A rash of gun-toting Americans visiting Canada prompted its border agency to launch a public awareness campaign, reminding Americans about their northern neighbours’ relatively strict firearms laws.
“Canadian laws are different than US ones,” the Canada Border Services Agency said in a statement on Monday. “Non-restricted firearms can be used for hunting purposes and protection against wildlife in remote areas.”
But, it added, the “use of firearms for personal protection, or protection of property is not deemed a valid purpose to import firearms into Canada.”
Switchblades, nunchucks, crossbows, blowguns and brass knuckles are also banned in Canada, it noted.
The announcement comes on the heels of two separate incidents in which Texas retirees denied carrying weapons at a border checkpoint in Saint Stephen, New Brunswick.

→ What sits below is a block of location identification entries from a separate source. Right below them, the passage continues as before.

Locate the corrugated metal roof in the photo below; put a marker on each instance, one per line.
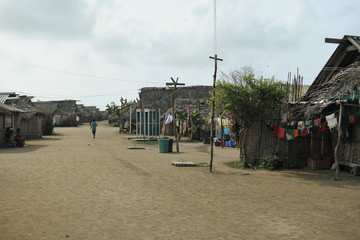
(345, 54)
(3, 97)
(7, 108)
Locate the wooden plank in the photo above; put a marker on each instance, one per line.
(184, 164)
(333, 40)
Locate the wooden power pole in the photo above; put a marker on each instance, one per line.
(174, 83)
(213, 113)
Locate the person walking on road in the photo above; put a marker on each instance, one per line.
(93, 126)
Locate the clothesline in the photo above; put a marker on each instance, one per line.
(304, 128)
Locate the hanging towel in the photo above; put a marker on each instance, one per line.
(317, 122)
(296, 133)
(281, 133)
(290, 134)
(275, 129)
(309, 124)
(168, 119)
(330, 117)
(352, 119)
(304, 133)
(345, 127)
(323, 127)
(301, 125)
(332, 122)
(293, 124)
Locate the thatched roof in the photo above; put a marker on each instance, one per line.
(338, 80)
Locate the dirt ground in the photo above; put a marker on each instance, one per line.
(71, 186)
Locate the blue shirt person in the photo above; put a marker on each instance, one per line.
(93, 126)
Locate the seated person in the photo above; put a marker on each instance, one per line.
(20, 142)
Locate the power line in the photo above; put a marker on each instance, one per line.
(31, 65)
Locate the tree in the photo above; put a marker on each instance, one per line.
(248, 98)
(112, 108)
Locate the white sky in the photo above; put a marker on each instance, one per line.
(97, 51)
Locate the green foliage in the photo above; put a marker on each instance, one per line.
(123, 101)
(112, 108)
(272, 162)
(48, 127)
(247, 98)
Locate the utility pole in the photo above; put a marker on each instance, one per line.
(174, 83)
(213, 113)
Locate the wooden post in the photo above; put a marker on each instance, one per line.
(174, 83)
(212, 113)
(222, 133)
(336, 153)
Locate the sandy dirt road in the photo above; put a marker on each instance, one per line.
(71, 186)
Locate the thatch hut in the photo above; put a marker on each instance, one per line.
(29, 119)
(336, 85)
(336, 90)
(8, 119)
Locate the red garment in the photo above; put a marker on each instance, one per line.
(323, 127)
(281, 133)
(352, 119)
(296, 133)
(317, 122)
(304, 132)
(275, 129)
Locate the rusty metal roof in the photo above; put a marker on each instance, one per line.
(7, 108)
(345, 54)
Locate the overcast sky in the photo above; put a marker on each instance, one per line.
(98, 51)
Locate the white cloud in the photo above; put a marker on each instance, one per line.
(147, 42)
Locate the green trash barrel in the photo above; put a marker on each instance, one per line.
(163, 145)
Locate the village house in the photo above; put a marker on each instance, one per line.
(158, 101)
(311, 126)
(22, 114)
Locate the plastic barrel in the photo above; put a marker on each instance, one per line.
(163, 145)
(171, 141)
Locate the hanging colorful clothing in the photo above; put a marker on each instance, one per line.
(317, 122)
(323, 127)
(275, 129)
(296, 133)
(281, 132)
(290, 134)
(301, 125)
(352, 119)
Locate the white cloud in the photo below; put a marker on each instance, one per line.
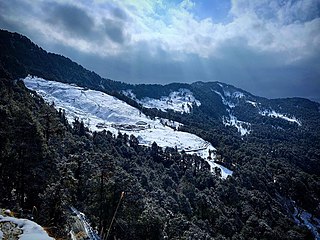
(168, 38)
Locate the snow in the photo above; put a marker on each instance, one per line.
(255, 104)
(243, 127)
(90, 233)
(272, 113)
(224, 101)
(306, 219)
(179, 101)
(100, 111)
(30, 229)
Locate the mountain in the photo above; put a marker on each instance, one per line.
(119, 153)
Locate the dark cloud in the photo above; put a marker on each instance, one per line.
(119, 13)
(72, 19)
(114, 30)
(263, 73)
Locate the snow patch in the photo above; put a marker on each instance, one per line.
(255, 104)
(224, 101)
(30, 230)
(243, 127)
(100, 111)
(302, 217)
(179, 101)
(274, 114)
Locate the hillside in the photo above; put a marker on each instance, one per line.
(51, 160)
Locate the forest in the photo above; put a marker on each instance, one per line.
(51, 164)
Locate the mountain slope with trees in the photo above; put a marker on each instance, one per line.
(50, 164)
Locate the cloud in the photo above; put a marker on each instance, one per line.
(114, 30)
(74, 20)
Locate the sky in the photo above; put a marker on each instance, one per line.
(270, 48)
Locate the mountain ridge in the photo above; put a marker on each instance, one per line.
(273, 193)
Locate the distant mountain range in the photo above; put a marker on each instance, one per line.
(263, 147)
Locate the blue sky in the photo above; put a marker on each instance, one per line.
(268, 47)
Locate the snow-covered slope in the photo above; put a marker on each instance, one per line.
(21, 229)
(100, 111)
(179, 101)
(274, 114)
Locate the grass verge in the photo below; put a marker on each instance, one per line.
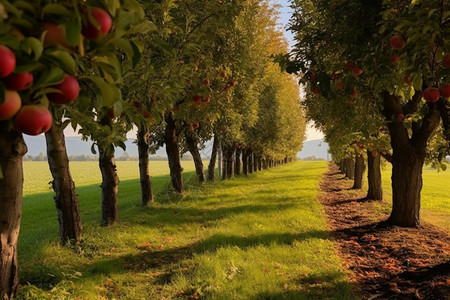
(257, 237)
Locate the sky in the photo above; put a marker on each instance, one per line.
(285, 14)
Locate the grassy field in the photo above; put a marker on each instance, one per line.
(260, 237)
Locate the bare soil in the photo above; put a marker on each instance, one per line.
(385, 261)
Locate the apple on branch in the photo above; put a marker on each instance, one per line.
(33, 119)
(10, 106)
(7, 61)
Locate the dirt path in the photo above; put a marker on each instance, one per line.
(387, 262)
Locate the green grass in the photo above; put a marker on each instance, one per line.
(257, 237)
(435, 204)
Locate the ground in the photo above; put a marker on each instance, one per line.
(387, 262)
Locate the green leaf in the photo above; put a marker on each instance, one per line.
(64, 60)
(56, 9)
(73, 31)
(35, 46)
(51, 76)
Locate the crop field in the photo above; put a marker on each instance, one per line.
(37, 175)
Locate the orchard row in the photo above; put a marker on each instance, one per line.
(181, 72)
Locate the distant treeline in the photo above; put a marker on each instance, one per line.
(83, 157)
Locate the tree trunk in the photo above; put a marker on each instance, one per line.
(66, 199)
(245, 161)
(349, 168)
(173, 154)
(212, 162)
(110, 186)
(12, 149)
(147, 196)
(375, 188)
(360, 167)
(192, 144)
(408, 157)
(237, 162)
(229, 158)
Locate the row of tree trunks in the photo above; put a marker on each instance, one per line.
(192, 144)
(12, 150)
(147, 196)
(66, 198)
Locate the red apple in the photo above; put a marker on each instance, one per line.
(137, 104)
(7, 61)
(357, 71)
(55, 35)
(197, 98)
(110, 114)
(406, 80)
(334, 76)
(146, 114)
(445, 90)
(69, 88)
(350, 65)
(33, 119)
(18, 81)
(446, 60)
(397, 42)
(101, 26)
(394, 58)
(10, 106)
(431, 94)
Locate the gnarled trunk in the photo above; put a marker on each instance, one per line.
(349, 168)
(360, 166)
(110, 186)
(375, 188)
(237, 162)
(212, 162)
(147, 196)
(173, 154)
(229, 158)
(192, 144)
(66, 198)
(245, 161)
(12, 149)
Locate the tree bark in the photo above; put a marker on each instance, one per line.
(147, 196)
(192, 144)
(237, 162)
(110, 187)
(212, 162)
(245, 161)
(349, 168)
(375, 188)
(12, 149)
(360, 167)
(66, 198)
(173, 154)
(408, 158)
(230, 162)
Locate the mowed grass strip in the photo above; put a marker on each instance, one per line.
(257, 237)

A search of their vehicles uncovered several handguns, a shotgun and loose ammunition, which were seized. The two tourists were also fined more than 1,000 Canadian dollar (USD 775) and kicked out of Canada, along with their wives.
In the first six months of on 2016, 413 guns were seized at the border – both from smugglers and gun lovers. The figure is up from 386 guns seized during the same period in 2015, according to government figures.
Authorities have linked recent spikes in violent crimes to the smuggling of handguns and other prohibited weapons from the United States.
US gun culture is also a source of derision in Canada. Canada only began arming its border guards in 2006. South of the border, Republican presidential nominee Donald Trump provoked fresh debate this month over gun rights when he appeared to suggest that “Second Amendment people,” who view gun ownership as a constitutional right, could take dislike for his Democratic rival Hillary Clinton into their own hands.